Dapagliflozin ameliorates diabetic renal injury through suppressing the self-perpetuating cycle of inflammation mediated by HMGB1 feedback signaling in the kidney.

Dapagliflozin, the Sodium-glucose cotransporter 2 (SGLT2) inhibitor class of glucose-lowering agents, has shown the significantly nephroprotective effects to reduce the risk of kidney failure in diabetes. However, the underlying mechanisms are incompletely understood to explain the beneficial effects of dapagliflozin on kidney function. Here, we demonstrated that the administered of dapagliflozin for 12 weeks improved the proteinuria, histomorphology damage, oxidative stress, and macrophage infiltrations in the kidney of streptozotocin (STZ)-induced diabetic mice. Meanwhile, dapagliflozin attenuated the renal inflammation and fibrosis by reducing the pro-inflammatory factors interleukin-6 (IL-6), IL-1β, and tumor necrosis factor α (TNF-α) and anti-fiber factor fibronectin (FN) and elevating the anti-inflammatory factor IL-10. Our data revealed that dapagliflozin exerted anti-inflammatory effects by inhibiting the activation of high mobility group box 1 (HMGB1)/TLR2/4/NF-κB signaling pathway.
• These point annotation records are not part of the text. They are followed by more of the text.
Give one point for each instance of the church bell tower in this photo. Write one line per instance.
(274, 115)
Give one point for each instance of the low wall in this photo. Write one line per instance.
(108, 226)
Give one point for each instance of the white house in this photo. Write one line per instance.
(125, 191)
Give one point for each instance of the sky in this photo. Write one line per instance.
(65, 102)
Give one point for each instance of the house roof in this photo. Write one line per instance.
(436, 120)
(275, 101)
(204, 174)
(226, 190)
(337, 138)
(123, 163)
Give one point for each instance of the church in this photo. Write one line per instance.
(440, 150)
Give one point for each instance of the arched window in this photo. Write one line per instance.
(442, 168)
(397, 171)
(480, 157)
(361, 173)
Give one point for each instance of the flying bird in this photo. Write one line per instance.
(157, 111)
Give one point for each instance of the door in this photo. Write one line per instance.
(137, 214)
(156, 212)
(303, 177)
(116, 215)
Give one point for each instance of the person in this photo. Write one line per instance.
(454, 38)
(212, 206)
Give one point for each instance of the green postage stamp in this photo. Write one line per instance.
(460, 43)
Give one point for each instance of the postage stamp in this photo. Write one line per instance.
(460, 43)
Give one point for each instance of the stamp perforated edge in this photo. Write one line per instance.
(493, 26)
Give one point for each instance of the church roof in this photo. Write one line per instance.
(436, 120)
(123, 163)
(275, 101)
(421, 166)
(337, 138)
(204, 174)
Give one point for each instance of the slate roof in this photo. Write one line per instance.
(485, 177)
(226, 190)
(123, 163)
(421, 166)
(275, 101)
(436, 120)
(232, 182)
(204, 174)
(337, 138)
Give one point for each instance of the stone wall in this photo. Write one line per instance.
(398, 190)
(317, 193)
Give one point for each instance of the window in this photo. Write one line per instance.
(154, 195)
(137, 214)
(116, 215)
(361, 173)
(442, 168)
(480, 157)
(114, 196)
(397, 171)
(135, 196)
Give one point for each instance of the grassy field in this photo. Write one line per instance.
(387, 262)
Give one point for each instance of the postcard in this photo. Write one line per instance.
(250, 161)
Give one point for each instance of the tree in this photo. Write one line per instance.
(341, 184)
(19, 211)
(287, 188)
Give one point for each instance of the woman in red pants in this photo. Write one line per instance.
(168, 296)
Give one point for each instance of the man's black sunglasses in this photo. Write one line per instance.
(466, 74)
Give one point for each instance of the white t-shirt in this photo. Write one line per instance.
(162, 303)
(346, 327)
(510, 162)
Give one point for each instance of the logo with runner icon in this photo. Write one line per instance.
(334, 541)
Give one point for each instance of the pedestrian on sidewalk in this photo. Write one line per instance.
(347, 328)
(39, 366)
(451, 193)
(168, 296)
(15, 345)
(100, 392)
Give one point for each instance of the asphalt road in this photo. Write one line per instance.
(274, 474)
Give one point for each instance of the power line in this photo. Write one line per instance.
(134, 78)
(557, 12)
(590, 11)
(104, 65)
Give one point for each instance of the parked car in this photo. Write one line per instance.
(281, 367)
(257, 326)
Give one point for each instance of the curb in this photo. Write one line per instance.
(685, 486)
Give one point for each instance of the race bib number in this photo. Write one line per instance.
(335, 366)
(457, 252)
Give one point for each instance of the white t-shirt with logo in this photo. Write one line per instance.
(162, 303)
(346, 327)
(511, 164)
Consistently, we found that dapagliflozin suppressed the expression of HMGB1 and downstream TLR2/4/NF-κB signaling proteins in the human proximal tubular (HK-2) stimulated by high glucose and lipids or HMGB1 and RAW264.7 cells stimulated by IL-1β, respectively. Further experiments were performed in the indirect co-culture model of RAW264.7 and HK-2 cells induced by high glucose and lipids. The results again confirmed the effects of dapagliflozin on alleviating inflammatory response and regulating the proportions of M1/M2 macrophage. It is indicated that the feedback signaling of HMGB1 between the tubules and macrophage involves in the persistence of the inflammation. These data demonstrate that dapagliflozin suppress the self-perpetuating inflammation by blocking the feedback loop of HMGB1 in the kidney, which contribute to ameliorate the renal injury in diabetes.